Photo: (Jacqueline García / Real America News) / Impremedia
In recent weeks, Southern California has been plagued by a rise in crime. From armed robberies to murder of innocents, they have caused concern in the community and the authorities.
Among the most recent shootings, Anaheim authorities reported that on Wednesday night an 8-year-old girl was grazed by a stray bullet that went through her home. The incident is being investigated as a settling of accounts between gang members.
This occurs only one week in Boyle Heights that a teenager of 14 year old, identified as Jeremy Galvin, was gunned down in front of a recreation center on December 7.
A day earlier in Wilmington, Alexander Alvarado of 12 died near his school on December 6. Authorities said that some suspects approached the truck of the person with whom Alvarado was traveling and fired discriminately. In the incident, a 9-year-old girl who was playing in the schoolyard was also injured.
The 20 November in San Diego turned fatal when a stray bullet killed Ángel Gaspar Gallegos, of 12 years, while playing in the backyard with his cousins and brothers celebrating Thanksgiving.
And the 20 in Pasadena Iran Moreno Balvaneda, of 13 years old, he died when a stray bullet crossed the wall of his home while he was playing video games.
The anti-firearms organization Everytown for gun safety indicates that in the United States every day more than 100 people die from gun violence and hundreds more are injured.
Marco Vargas, college student and member of Students Demand Action, a Everytown for gun safety division, said that it hurts him a lot to hear that these tragedies occur and especially when innocent children are involved.
Vargas said that with an increase in the sale of weapons from fire and first-time gun owners over the past year and a half, the number of children living in households with unprotected weapons has been seen to rise to 5.4 million children, up from 4.6 million six years ago nationwide, according to the Everytown for gun safety organization.

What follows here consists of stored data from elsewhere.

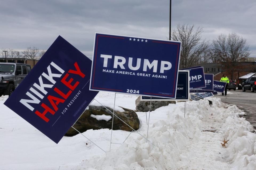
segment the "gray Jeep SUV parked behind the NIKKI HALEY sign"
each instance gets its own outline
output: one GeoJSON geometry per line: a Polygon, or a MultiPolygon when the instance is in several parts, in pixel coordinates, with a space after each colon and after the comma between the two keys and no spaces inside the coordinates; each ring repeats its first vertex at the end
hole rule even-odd
{"type": "Polygon", "coordinates": [[[10,96],[30,70],[29,64],[0,63],[0,95],[10,96]]]}

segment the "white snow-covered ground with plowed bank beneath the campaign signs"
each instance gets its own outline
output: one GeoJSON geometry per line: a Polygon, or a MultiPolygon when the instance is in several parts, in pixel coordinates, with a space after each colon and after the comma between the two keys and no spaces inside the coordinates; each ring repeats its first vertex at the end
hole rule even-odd
{"type": "MultiPolygon", "coordinates": [[[[122,106],[135,110],[137,96],[116,95],[115,109],[122,106]]],[[[112,144],[111,130],[88,130],[63,137],[57,144],[3,105],[0,97],[0,169],[209,169],[255,170],[256,134],[253,126],[239,118],[235,105],[221,103],[219,98],[169,104],[150,113],[149,141],[136,132],[122,145],[112,144]],[[209,105],[209,100],[213,105],[209,105]],[[222,147],[223,139],[229,140],[222,147]],[[87,143],[87,145],[86,145],[87,143]]],[[[114,94],[96,96],[103,105],[113,108],[114,94]]],[[[92,105],[99,105],[93,101],[92,105]]],[[[146,113],[137,112],[139,133],[147,135],[146,113]]],[[[149,117],[149,113],[147,113],[149,117]]],[[[107,117],[101,117],[108,120],[107,117]]],[[[101,119],[100,118],[100,119],[101,119]]],[[[147,118],[148,120],[149,118],[147,118]]],[[[122,143],[130,132],[115,130],[112,142],[122,143]]]]}

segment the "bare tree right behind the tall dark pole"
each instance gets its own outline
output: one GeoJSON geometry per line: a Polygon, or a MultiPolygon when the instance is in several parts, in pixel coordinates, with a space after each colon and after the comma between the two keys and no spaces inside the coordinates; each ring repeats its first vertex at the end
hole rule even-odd
{"type": "MultiPolygon", "coordinates": [[[[201,63],[205,52],[209,48],[209,41],[202,40],[203,29],[194,25],[177,25],[172,30],[171,37],[174,41],[181,41],[180,68],[186,68],[201,63]]],[[[206,61],[206,60],[204,60],[206,61]]]]}

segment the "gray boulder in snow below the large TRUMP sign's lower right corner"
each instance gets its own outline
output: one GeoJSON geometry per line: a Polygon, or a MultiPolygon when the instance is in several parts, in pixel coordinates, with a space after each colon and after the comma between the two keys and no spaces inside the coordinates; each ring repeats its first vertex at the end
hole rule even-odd
{"type": "MultiPolygon", "coordinates": [[[[167,106],[168,104],[176,104],[176,101],[151,101],[151,109],[150,111],[154,111],[155,109],[167,106]]],[[[135,100],[136,110],[140,112],[149,112],[150,101],[141,101],[141,96],[139,96],[135,100]]]]}

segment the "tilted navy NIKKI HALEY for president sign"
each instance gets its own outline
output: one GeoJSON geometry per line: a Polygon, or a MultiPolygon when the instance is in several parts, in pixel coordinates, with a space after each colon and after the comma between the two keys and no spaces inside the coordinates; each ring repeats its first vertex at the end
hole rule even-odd
{"type": "Polygon", "coordinates": [[[97,95],[91,60],[59,36],[5,105],[58,143],[97,95]]]}

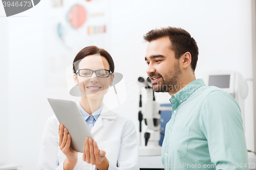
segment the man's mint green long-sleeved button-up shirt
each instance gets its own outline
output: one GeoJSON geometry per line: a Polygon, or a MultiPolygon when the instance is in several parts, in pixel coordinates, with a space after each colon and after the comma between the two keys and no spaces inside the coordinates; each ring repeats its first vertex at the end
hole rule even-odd
{"type": "Polygon", "coordinates": [[[162,144],[165,169],[249,169],[241,110],[231,95],[197,79],[170,102],[173,114],[162,144]]]}

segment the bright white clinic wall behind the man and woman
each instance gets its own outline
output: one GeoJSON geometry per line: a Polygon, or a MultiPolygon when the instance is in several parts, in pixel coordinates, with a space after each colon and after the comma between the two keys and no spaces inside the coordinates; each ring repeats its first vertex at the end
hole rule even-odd
{"type": "MultiPolygon", "coordinates": [[[[247,149],[255,151],[252,32],[256,30],[252,30],[251,1],[63,0],[61,7],[52,3],[44,0],[13,17],[0,17],[0,164],[36,169],[44,125],[54,114],[47,98],[76,100],[69,94],[66,69],[87,45],[112,55],[115,72],[123,75],[116,88],[124,96],[114,111],[131,118],[138,131],[137,79],[146,77],[147,67],[143,35],[167,26],[181,27],[197,41],[196,78],[203,78],[205,71],[234,70],[246,79],[245,135],[247,149]],[[78,29],[67,22],[67,13],[76,4],[88,12],[78,29]],[[106,31],[87,35],[89,26],[105,26],[106,31]]],[[[5,16],[2,4],[0,15],[5,16]]],[[[168,94],[157,93],[156,99],[169,103],[168,94]]]]}

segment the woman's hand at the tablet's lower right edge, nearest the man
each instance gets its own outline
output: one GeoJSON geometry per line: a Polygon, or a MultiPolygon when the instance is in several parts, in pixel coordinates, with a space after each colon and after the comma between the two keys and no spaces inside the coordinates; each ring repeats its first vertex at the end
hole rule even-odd
{"type": "Polygon", "coordinates": [[[83,145],[82,160],[95,165],[98,169],[108,169],[109,161],[105,157],[106,152],[99,150],[96,141],[92,138],[86,138],[83,145]]]}

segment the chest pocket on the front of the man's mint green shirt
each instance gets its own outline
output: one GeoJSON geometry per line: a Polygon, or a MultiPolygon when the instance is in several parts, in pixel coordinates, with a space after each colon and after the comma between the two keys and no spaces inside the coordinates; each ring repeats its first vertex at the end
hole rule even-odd
{"type": "Polygon", "coordinates": [[[175,126],[170,132],[169,146],[170,157],[175,160],[187,155],[188,126],[175,126]]]}

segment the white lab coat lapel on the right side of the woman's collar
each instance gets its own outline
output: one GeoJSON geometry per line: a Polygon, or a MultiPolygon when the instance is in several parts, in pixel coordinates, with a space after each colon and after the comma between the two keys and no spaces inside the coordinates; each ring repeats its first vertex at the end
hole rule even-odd
{"type": "Polygon", "coordinates": [[[116,119],[114,112],[111,111],[108,107],[106,107],[105,104],[103,104],[100,116],[98,117],[96,123],[93,126],[93,129],[91,131],[92,134],[97,132],[103,126],[102,119],[116,119]]]}

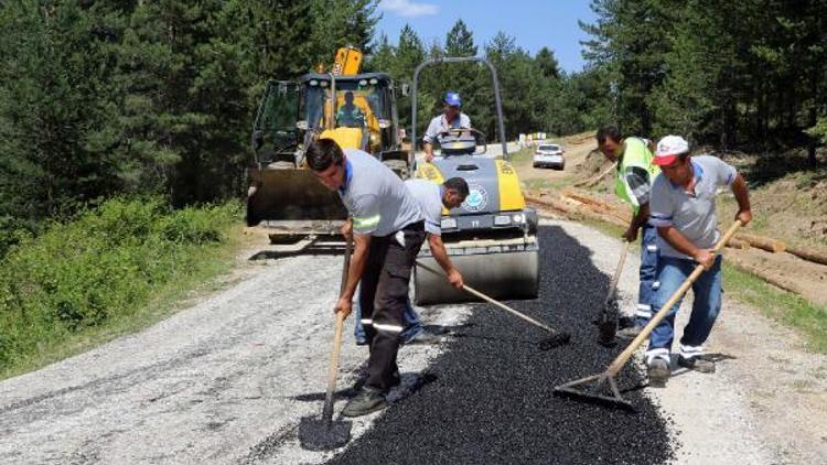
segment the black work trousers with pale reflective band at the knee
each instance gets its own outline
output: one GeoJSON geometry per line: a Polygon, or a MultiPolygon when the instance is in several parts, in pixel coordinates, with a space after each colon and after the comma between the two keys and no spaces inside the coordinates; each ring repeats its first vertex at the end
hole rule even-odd
{"type": "Polygon", "coordinates": [[[365,382],[368,389],[386,393],[393,387],[410,273],[423,241],[422,221],[370,239],[359,286],[362,324],[370,347],[365,382]]]}

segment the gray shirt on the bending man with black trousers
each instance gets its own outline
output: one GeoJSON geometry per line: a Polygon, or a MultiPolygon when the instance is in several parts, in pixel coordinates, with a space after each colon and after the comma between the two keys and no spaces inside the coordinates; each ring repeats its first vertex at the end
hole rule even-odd
{"type": "Polygon", "coordinates": [[[354,234],[388,236],[423,219],[416,198],[389,167],[362,150],[344,153],[345,185],[339,195],[353,216],[354,234]]]}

“Safe storage of firearms is a solution that can directly prevent incidents like the death of children from stray bullets,” said Vargas, who grew up in South Central Los Angeles.
Solution strategies
The young activist He added that to avoid an increase in shootings, it is important that local communities assess the type of violence firearms violence that affect them the most, including police shootings, city firearm homicides, firearm suicides, and domestic violence in homes.
He asserted that work can begin locally using a variety of armed violence prevention strategies, designed and approved to reduce this type of violence.
He indicated that with Students Demand Action, he is charged with educating low-income students and survivors of gun violence to become catalysts for gun violence prevention in their local community.
“Our crisis gun violence is a preventable tragedy, but for too long, many of our so-called leaders have only offered thoughts and prayers, ”said Vargas.
In Los Angeles, Los Angeles Police Chief Michel Moore said they have created strategies to confront violent crime, through the use of face-to-face police officers, investigators, interventionists and community workers who can identify the communities where acts of violence occur.
“We are working with our federal partners and law enforcement partners to identify those who are supplying guns to these neighborhoods and to identify and prosecute them with federal and state charges to the fullest extent possible,” said Moore recently in an interview with the media.
Moore explained that they will continue their outreach commitment by targeting the most troubled communities to help rebuild them with officers on patrol and on foot.
“Not only to deter violence, but also to reach out to members of our community and assure them that we will do everything possible to protect them,” said jo Moore. “At the same time, we are alerting the public that these crimes that are occurring are real.”
Additionally, the LAPD is working with prosecutors to prosecute people who possess or use weapons, whether in robbery or other assault.